Eight anonymous executives and coaches were interviewed by SI.com, and the consensus of all eight was that Michael Sam is facing a long, cold, lonely challenge.
"I don't think football is ready just yet, " a player-personnel assistant said. "In the coming decade or two, it's going to be acceptable. But at this point it's still a man's-man game. He'd chemically imbalance an NFL locker room and meeting room."
Concurred an assistant coach: "There are guys in locker rooms that maturity-wise cannot handle or deal with the thought" of a gay teammate.

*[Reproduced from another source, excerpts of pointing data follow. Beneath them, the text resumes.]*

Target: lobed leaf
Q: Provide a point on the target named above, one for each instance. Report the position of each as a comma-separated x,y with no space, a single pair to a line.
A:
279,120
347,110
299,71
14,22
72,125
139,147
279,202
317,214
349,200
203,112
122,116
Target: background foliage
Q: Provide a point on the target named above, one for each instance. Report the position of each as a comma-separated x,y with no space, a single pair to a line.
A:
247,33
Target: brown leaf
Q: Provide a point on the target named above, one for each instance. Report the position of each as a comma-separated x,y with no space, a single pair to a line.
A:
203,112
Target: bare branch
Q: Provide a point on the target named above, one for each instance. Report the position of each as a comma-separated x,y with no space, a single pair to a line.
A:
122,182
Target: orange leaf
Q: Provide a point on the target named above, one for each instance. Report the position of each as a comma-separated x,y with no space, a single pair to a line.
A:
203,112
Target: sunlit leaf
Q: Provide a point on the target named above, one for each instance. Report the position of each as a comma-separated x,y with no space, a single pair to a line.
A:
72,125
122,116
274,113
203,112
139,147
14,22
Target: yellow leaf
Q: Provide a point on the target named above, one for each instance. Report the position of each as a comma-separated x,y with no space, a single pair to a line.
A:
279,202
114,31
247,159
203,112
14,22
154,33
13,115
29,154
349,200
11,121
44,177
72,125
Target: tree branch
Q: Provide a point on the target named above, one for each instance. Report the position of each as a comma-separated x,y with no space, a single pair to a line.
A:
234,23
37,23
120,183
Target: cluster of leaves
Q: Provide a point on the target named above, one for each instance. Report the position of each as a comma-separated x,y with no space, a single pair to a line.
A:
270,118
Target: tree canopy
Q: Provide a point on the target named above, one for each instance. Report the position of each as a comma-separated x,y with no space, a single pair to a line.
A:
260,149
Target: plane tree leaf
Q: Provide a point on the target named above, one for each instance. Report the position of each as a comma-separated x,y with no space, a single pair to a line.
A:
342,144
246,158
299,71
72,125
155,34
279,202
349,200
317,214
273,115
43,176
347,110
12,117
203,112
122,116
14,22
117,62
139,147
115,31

"There's nothing more sensitive than the heartbeat of a locker room, " the assistant coach continued. "If you knowingly bring someone in there with that sexual orientation, how are the other guys going to deal with it? It's going to be a big distraction. That's the reality. It shouldn't be, but it will be."
Here's what I don't understand: A surprisingly successful college team had next to no issues dealing with Sam, but he'll be a problem in the NFL because its players aren't mature enough to cope with the distraction he poses?
Sounds to me as if the problem is about a generation gap: The players of Sam's generation have grown up in a culture where diversity is considered commonplace. Not all college athletes believe that striving for equal opportunity is a virtue, of course, but the overwhelming majority would giggle upon being told that a gay teammate will "chemically imbalance" a locker room.
On the other side of the generation gap are those NFL executives and coaches who spoke with SI.com. Their tone-deaf warnings of Sam poisoning the "sensitive" heartbeat of the locker room were as hilarious as that one-word piece of advice - "plastics - Benjamin Braddock heard in "The Graduate, " the 1967 masterpiece that explored the ideological divide between Americans in their 50s and Americans in their 20s.
The divide isn't as pronounced nowadays as it was in 1967 - it never will be as pronounced as it was in 1967 - but the divide exists. On the same day an NFL player-personnel assistant predicted it will take one or two decades before a gay athlete is accepted by his professional peers, Jeff Orr, a 50-year-old fan at a Texas Tech basketball game, taunted Oklahoma State guard Marcus Smart.
Smart's unfortunate reaction - he went into the stands and shoved the fan - was worthy of a three-game suspension. It's unclear if a racial slur set off Smart, who is black. Orr did admit to referring to the player as "a piece of crap."
In what civilized world is it acceptable for a 50-year- old man to shout those ugly words at a 19-year-old college athlete? Orr, who is employed as an air-traffic controller (that'll make you feel safe and secure next time the plane begins its descent, huh?), never would approach the 6-foot-4, 225-pound Smart on the sidewalk and say such a thing.
But Sunday afternoon at Texas Tech, the crumb figured he was protected from retribution. He's lucky Smart merely shoved him, instead of picking him up and throwing him into the cheap seats.
As for Sam, a 6-foot-2, 260-pound pass-rushing specialist whose 11.5 sacks in 2013 tied the school record held by San Francisco Pro Bowl linebacker Aldon Smith, he's already hearing a more polite version of the words directed at Smart.
A scout contacted by SI.com noted nine of Sam's sacks were accrued against the "garbage competition" of Vanderbilt (which finished 9-4), Arkansas State (8-5) and Florida.
"His numbers are inflated, " he said. "You've got to see through that."
A scout was talking, but underscoring the harsh assessment was somebody fearing a cultural boundary soon will be crossed.
But why are there boundaries? Who was put in charge of those?
"It's like I was playing some kind of game, but the rules don't make any sense to me, " Benjamin Braddock, as portrayed by Dustin Hoffman, said in 1967. "They're being made up by all the wrong people. I mean no one makes them up. They seem to make themselves up."
A rule that seemingly made itself up is about to be broken by another graduate. If Michael Sam's ambitions of a lucrative NFL career aren't achieved, if his stock plummets from third-rounder to undrafted free agent, he still can think of himself as the bold trailblazer who risked millions of dollars for the right to say: "Sam, I am."